Brian Schultz, operations manager for Charlotte-Mecklenburg schools, said the scanners were more accurate and much faster to use in large high schools than traditional metal detectors. He said students’ need to remove items from their bags was a “short-term disadvantage” to improve school safety.
“It’s never going to be a perfect solution.” Mr. Schultz said, adding that the district took a “layered” approach to safety that included cameras, security officers and a growing number of school-based mental health professionals.

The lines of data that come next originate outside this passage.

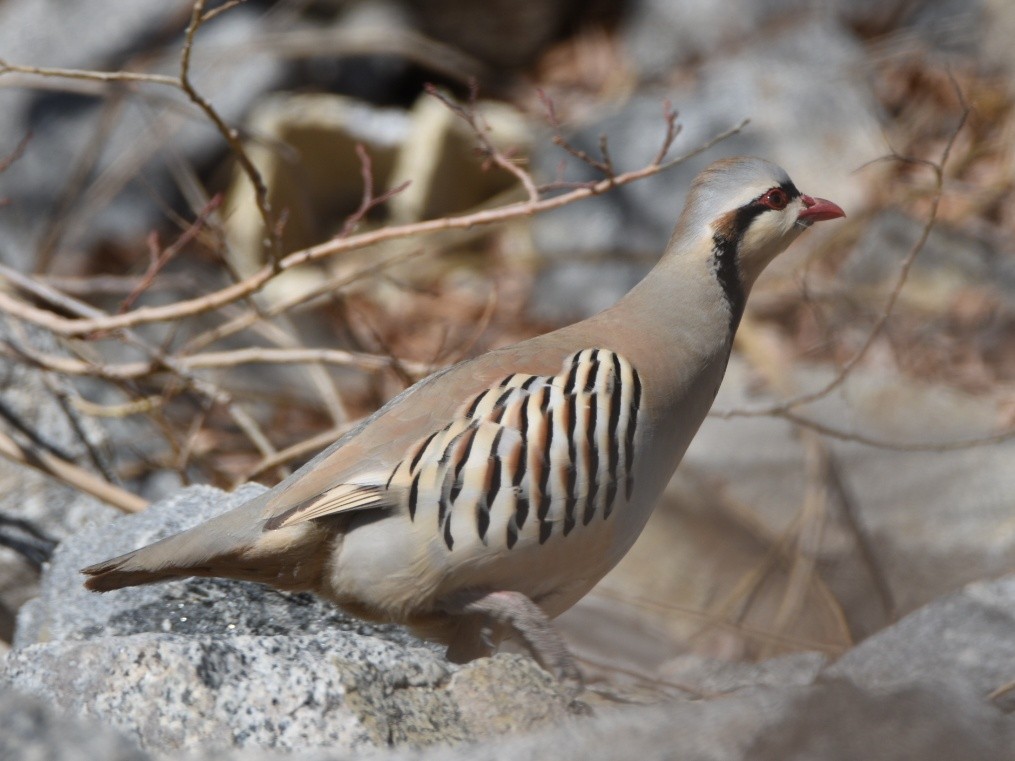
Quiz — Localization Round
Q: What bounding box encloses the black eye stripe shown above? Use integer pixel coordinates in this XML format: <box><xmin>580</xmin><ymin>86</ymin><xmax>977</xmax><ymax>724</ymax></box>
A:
<box><xmin>750</xmin><ymin>180</ymin><xmax>801</xmax><ymax>211</ymax></box>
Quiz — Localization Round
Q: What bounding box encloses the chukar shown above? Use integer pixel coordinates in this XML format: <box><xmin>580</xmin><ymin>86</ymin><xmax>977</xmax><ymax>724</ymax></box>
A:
<box><xmin>83</xmin><ymin>158</ymin><xmax>844</xmax><ymax>681</ymax></box>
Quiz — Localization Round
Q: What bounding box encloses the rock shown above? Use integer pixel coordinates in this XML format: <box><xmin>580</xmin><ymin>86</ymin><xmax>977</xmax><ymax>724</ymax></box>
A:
<box><xmin>0</xmin><ymin>315</ymin><xmax>120</xmax><ymax>642</ymax></box>
<box><xmin>825</xmin><ymin>576</ymin><xmax>1015</xmax><ymax>702</ymax></box>
<box><xmin>14</xmin><ymin>484</ymin><xmax>419</xmax><ymax>647</ymax></box>
<box><xmin>0</xmin><ymin>684</ymin><xmax>151</xmax><ymax>761</ymax></box>
<box><xmin>533</xmin><ymin>17</ymin><xmax>885</xmax><ymax>320</ymax></box>
<box><xmin>839</xmin><ymin>211</ymin><xmax>1015</xmax><ymax>313</ymax></box>
<box><xmin>0</xmin><ymin>0</ymin><xmax>281</xmax><ymax>274</ymax></box>
<box><xmin>0</xmin><ymin>485</ymin><xmax>570</xmax><ymax>753</ymax></box>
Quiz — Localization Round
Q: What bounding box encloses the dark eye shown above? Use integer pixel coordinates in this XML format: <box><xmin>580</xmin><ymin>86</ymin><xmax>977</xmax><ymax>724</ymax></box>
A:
<box><xmin>761</xmin><ymin>188</ymin><xmax>790</xmax><ymax>211</ymax></box>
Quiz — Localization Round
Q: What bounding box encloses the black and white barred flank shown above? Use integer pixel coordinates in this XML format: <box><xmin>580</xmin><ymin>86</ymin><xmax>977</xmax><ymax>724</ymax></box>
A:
<box><xmin>388</xmin><ymin>349</ymin><xmax>641</xmax><ymax>550</ymax></box>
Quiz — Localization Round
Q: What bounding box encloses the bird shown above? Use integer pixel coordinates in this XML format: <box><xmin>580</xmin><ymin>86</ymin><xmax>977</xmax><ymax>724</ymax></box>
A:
<box><xmin>82</xmin><ymin>156</ymin><xmax>845</xmax><ymax>686</ymax></box>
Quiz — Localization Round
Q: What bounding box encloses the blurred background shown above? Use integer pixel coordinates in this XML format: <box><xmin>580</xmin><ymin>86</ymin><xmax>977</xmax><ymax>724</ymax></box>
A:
<box><xmin>0</xmin><ymin>0</ymin><xmax>1015</xmax><ymax>691</ymax></box>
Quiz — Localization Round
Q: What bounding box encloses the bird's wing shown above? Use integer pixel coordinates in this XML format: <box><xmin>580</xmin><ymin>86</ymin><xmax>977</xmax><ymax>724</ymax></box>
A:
<box><xmin>267</xmin><ymin>349</ymin><xmax>640</xmax><ymax>547</ymax></box>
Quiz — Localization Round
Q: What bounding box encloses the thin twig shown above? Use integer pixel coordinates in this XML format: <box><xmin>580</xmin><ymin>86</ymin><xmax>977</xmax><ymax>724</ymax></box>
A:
<box><xmin>0</xmin><ymin>430</ymin><xmax>148</xmax><ymax>512</ymax></box>
<box><xmin>0</xmin><ymin>120</ymin><xmax>747</xmax><ymax>336</ymax></box>
<box><xmin>425</xmin><ymin>78</ymin><xmax>539</xmax><ymax>203</ymax></box>
<box><xmin>709</xmin><ymin>106</ymin><xmax>971</xmax><ymax>420</ymax></box>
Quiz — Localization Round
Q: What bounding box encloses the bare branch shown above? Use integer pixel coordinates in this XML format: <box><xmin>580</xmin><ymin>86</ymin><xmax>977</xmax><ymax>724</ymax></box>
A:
<box><xmin>338</xmin><ymin>143</ymin><xmax>412</xmax><ymax>237</ymax></box>
<box><xmin>426</xmin><ymin>78</ymin><xmax>539</xmax><ymax>202</ymax></box>
<box><xmin>709</xmin><ymin>106</ymin><xmax>971</xmax><ymax>424</ymax></box>
<box><xmin>0</xmin><ymin>430</ymin><xmax>148</xmax><ymax>512</ymax></box>
<box><xmin>0</xmin><ymin>120</ymin><xmax>747</xmax><ymax>337</ymax></box>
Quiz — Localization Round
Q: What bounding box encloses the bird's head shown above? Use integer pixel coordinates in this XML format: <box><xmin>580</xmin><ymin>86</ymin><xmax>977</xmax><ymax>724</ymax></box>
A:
<box><xmin>671</xmin><ymin>156</ymin><xmax>845</xmax><ymax>322</ymax></box>
<box><xmin>684</xmin><ymin>156</ymin><xmax>845</xmax><ymax>286</ymax></box>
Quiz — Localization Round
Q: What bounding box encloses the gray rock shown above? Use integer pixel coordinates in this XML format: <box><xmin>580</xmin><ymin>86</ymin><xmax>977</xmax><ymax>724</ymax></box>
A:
<box><xmin>4</xmin><ymin>631</ymin><xmax>460</xmax><ymax>753</ymax></box>
<box><xmin>839</xmin><ymin>211</ymin><xmax>1015</xmax><ymax>309</ymax></box>
<box><xmin>533</xmin><ymin>17</ymin><xmax>885</xmax><ymax>319</ymax></box>
<box><xmin>678</xmin><ymin>360</ymin><xmax>1015</xmax><ymax>636</ymax></box>
<box><xmin>0</xmin><ymin>0</ymin><xmax>280</xmax><ymax>273</ymax></box>
<box><xmin>0</xmin><ymin>485</ymin><xmax>570</xmax><ymax>757</ymax></box>
<box><xmin>14</xmin><ymin>484</ymin><xmax>419</xmax><ymax>647</ymax></box>
<box><xmin>825</xmin><ymin>576</ymin><xmax>1015</xmax><ymax>711</ymax></box>
<box><xmin>0</xmin><ymin>684</ymin><xmax>151</xmax><ymax>761</ymax></box>
<box><xmin>0</xmin><ymin>315</ymin><xmax>119</xmax><ymax>642</ymax></box>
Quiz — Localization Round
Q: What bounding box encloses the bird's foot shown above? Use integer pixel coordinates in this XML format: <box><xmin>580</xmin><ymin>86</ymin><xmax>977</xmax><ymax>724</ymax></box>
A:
<box><xmin>443</xmin><ymin>591</ymin><xmax>585</xmax><ymax>696</ymax></box>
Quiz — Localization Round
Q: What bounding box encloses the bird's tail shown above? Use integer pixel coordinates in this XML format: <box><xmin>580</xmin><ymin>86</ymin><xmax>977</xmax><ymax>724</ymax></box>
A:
<box><xmin>81</xmin><ymin>504</ymin><xmax>326</xmax><ymax>592</ymax></box>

Mike Ellenbogen, head of innovation at Evolv, said that the company collaborated with school districts to find ways to make the scanning system work more smoothly.
Cobb County was the first school district in Georgia to use AlertPoint, an emergency alert system developed by a local startup. District officials said AlertPoint’s portable panic marks would help school staff quickly call for a lockout or call for help in an emergency.
Then, in February 2021, the AlertPoint system sent false alarms across the district, leading to blockades at all Cobb County schools. District officials first said that AlertPoint was wrong. A few weeks later, they announced that hackers had deliberately triggered the false alerts.
At a school board meeting this month, Chris Ragsdale, the district superintendent, said the system had worked until the cyberattack.
But Heather Tolley-Bauer, Reid’s mother and co-founder of a local watchdog group that monitors school expenses, said she blamed district leaders for using untested technology.
The Cobb County School District did not respond to specific questions about the security measures. In a statement, Nan Kiel, a spokeswoman for the district, said, “To keep our students and staff safe, we keep operational details of our schools private.” (The school district is the subject of a grand jury investigation of certain previous purchases, including millions of dollars spent on UV light intended to clean classrooms during the pandemic, according to The Marietta Daily Journal.)
This month, schools in Cobb County announced that they are installing new crisis alert technology from Centegix, the company whose warning signs were faulty in the Charlotte-Mecklenburg schools. Palm Beach, Florida, another large school district, also announced an agreement with the company.